Traunstein - Das „Ja“ war mit 75 Prozent klar und deutlich, aber Interesse und Beteiligung waren viel zu gering: Das Klimaschutzkonzept des Stadtrates hat den Bürgerentscheid am Sonntag (20. Februar) nicht überstanden. Trotzdem werden die Traunsteiner zum selben Thema bald wieder an die Urnen gerufen. Die Bürgerinitiative „Klimaaufbruch Traunstein Jetzt“ hat alle nötigen Unterschriften beisammen um einen weiteren Bürgerentscheid zu erzwingen. „Wir werden die Unterschriften am Faschingsdienstag dem Oberbürgermeister übergeben“, so Stephan Hadulla von der Bürgerinitiative im Gespräch mit chiemgau24.de.

Bürgerinitiative zum ersten Entscheid: „Ergebnis ist tragisch“

Das Ziel von Hadulla und seinen Mitstreitern: Von den jährlich ausgestoßenen 170.000 Tonnen Kohlendioxid sollen bis Ende 2026 mindestens 60 Prozent eingespart sein und bis Ende 2029 mindestens 85 Prozent. Stimmen im Bürgerentscheid genug Traunstein zu, muss die Klimapolitik der Stadt so gestaltet werden. Es wäre in etwa das doppelte Tempo, als es im (durchgefallenen) Klimaschutzkonzept vorgesehen war. Unter anderem mit Geothermie, Solar- und Windkraft soll das erreicht werden, konkretere Vorschläge macht die Bürgerinitiative nicht. Man wolle der Kommunalpolitik Freiraum lassen und solle das Knowhow von Fachbüros einholen.

Für Traunstein ist das jetzt die zweite Chance, für den Umweltschutz was zu machen“, so Hadulla. Stimmt ihn der Sonntag da nicht eher skeptisch? Auch Hadulla findet es „erstaunlich“, wie wenig Menschen abstimmten. „Das Ergebnis ist tragisch.“ Aber die Gründe für dieses „seltsame Ergebnis“ kenne man nicht: Entweder war es tatsächlich ein Desinteresse am Umweltschutz, so Stephan Hadulla, oder der einstimmige Stadtratsbeschluss zum „Klimaplan“. Denn so hätten viele Traunsteiner nicht verstanden, warum sie überhaupt abstimmen sollten.

Zweiter Bürgerentscheid: Quorum noch schwerer zu erreichen?

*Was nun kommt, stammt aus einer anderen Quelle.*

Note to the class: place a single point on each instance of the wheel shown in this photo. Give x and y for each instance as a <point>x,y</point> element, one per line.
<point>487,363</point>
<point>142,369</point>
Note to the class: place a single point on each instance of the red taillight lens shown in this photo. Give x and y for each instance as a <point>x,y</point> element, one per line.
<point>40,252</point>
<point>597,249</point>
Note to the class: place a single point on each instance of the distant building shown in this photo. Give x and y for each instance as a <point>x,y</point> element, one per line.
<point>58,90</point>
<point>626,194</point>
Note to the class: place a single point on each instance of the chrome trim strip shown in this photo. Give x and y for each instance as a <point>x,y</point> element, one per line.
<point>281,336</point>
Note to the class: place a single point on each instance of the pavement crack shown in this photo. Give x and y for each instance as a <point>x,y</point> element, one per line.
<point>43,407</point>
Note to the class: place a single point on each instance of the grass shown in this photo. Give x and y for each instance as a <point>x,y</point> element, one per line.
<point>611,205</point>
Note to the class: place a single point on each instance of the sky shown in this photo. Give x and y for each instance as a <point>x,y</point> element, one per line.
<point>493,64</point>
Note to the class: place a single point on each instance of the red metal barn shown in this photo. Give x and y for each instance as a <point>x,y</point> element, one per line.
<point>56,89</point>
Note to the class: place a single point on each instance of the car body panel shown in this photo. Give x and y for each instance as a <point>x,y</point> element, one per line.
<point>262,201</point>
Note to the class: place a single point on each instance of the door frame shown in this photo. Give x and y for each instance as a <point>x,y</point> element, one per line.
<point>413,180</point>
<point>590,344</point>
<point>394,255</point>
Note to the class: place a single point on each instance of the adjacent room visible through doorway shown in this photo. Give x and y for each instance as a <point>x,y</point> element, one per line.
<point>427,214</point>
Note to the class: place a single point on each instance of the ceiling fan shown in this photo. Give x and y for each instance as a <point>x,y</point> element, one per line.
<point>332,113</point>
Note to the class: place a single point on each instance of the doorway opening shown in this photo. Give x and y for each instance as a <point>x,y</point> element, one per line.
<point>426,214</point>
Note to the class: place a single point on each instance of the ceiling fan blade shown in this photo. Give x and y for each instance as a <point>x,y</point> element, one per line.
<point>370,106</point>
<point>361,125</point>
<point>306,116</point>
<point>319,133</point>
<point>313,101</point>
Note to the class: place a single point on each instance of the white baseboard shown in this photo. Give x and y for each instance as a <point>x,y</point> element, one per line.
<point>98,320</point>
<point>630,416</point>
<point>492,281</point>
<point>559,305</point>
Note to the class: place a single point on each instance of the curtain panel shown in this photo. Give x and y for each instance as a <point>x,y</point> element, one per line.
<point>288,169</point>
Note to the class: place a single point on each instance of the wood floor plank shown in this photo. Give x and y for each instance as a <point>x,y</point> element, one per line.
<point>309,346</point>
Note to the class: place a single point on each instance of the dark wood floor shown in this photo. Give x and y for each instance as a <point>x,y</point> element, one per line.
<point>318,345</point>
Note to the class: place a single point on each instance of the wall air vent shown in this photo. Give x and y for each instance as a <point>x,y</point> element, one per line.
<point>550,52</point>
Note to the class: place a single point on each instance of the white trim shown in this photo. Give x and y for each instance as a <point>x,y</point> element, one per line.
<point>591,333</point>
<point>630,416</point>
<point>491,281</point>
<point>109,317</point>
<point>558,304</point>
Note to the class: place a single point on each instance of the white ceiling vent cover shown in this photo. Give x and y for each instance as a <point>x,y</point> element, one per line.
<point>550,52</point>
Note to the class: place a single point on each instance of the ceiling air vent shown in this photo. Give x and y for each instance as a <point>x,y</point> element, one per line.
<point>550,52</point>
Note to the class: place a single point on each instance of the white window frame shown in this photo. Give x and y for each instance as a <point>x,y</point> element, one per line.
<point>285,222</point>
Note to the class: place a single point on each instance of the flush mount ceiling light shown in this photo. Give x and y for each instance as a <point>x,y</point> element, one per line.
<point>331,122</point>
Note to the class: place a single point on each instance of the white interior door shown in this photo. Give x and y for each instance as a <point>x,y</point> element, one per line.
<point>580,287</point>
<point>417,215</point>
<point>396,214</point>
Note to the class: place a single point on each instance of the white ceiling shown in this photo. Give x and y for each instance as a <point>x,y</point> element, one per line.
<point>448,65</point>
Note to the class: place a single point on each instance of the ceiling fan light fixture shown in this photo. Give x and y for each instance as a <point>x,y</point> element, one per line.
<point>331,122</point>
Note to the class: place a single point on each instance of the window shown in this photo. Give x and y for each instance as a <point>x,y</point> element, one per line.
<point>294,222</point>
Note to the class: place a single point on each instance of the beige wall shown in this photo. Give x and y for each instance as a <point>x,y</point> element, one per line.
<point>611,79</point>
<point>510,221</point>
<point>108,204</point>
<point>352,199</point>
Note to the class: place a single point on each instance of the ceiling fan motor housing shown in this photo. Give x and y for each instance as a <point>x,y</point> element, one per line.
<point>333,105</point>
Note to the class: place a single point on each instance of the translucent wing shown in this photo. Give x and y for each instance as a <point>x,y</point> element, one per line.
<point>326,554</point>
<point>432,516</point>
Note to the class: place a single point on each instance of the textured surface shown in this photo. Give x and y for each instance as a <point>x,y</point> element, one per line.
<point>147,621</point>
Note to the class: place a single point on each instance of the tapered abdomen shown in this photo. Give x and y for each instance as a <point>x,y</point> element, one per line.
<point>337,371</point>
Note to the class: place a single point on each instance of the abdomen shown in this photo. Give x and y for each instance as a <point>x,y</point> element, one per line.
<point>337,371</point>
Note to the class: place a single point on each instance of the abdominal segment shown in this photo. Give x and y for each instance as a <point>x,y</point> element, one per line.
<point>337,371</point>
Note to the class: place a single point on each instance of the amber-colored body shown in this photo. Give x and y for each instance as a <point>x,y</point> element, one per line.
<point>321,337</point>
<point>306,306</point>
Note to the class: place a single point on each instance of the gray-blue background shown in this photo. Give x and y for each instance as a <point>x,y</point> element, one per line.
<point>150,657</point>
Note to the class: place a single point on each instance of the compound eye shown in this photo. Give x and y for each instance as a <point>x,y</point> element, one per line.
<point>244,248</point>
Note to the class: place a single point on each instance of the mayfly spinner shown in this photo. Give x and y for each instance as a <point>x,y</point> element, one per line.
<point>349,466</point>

Inzwischen dürfte allen klar sein: Für die Initiatoren wird es ein Hoffen und Bangen, dass ihr zweiter Klimaentscheid das Quorum packt. Mit Blick auf das Klimaschutzkonzept des Stadtrates postete die Bürgerinitiative auf Facebook jüngst selbst: „Wenn schon dieser Minimalkonsens scheitert, werden wir es schwer haben.“ Dazu kommt, dass beim ersten Bürgerentscheid die Stadt eifrig für das „Ja“ plakatierte und alle Fraktionen dahinterstanden. Zum Bürgerbegehren hat sich jetzt aber nur die „Traunsteiner Liste“ offen bekannt. Und auch ihr Fraktionsvorsitzender Simon Steiner meinte am Sonntag: „Da wird die Beteiligung wohl noch schwerer zu erreichen sein.“

Das Ergebnis zum Bürgerentscheid übers Klimaschutzkonzept in Traunstein vom Sonntag (20. Februar).

Das Ergebnis eines Bürgerentscheids hat immer ein Jahr verbindliche Wirkung für den Stadtrat. Angenommen, das Bürgerbegehren hat Erfolg, könnten sich die Entscheidungen dann formal womöglich widersprechen? „Ganz leicht ist das nicht zu sagen“, so Hadulla, „aber ich glaube nicht. Schließlich existiert unser Bürgerbegehren ja unabhängig vom Ratsbegehren des Stadtrates“. Und im Abstimmungstext beim zweiten Bürgerentscheid bestehe auch kein direkter Bezug zum Klimaschutzkonzept.

1715 Unterschriften hat die Bürgerinitiative nach eigenen Angaben schon gesammelt. 1371 gültige sind für den Bürgerentscheid nötig. Am Samstag (26. Februar) will man sich ein letztes Mal am Maxplatz postieren. „Wahrscheinlich in der März-Sitzung wird der Stadtrat dann über die Zulässigkeit beraten und dann muss es innerhalb von drei Monaten zum Bürgerentscheid kommen“, so Stephan Hadulla. Bis 2019 saß er selbst für die Grünen im Stadtrat, trat dann aber zurück. Er sah in dem Gremium für sich zu wenig Handlungsspielraum, um eine andere Klimapolitik durchzusetzen und Konsumgewohnheiten der Mitbürger zu ändern.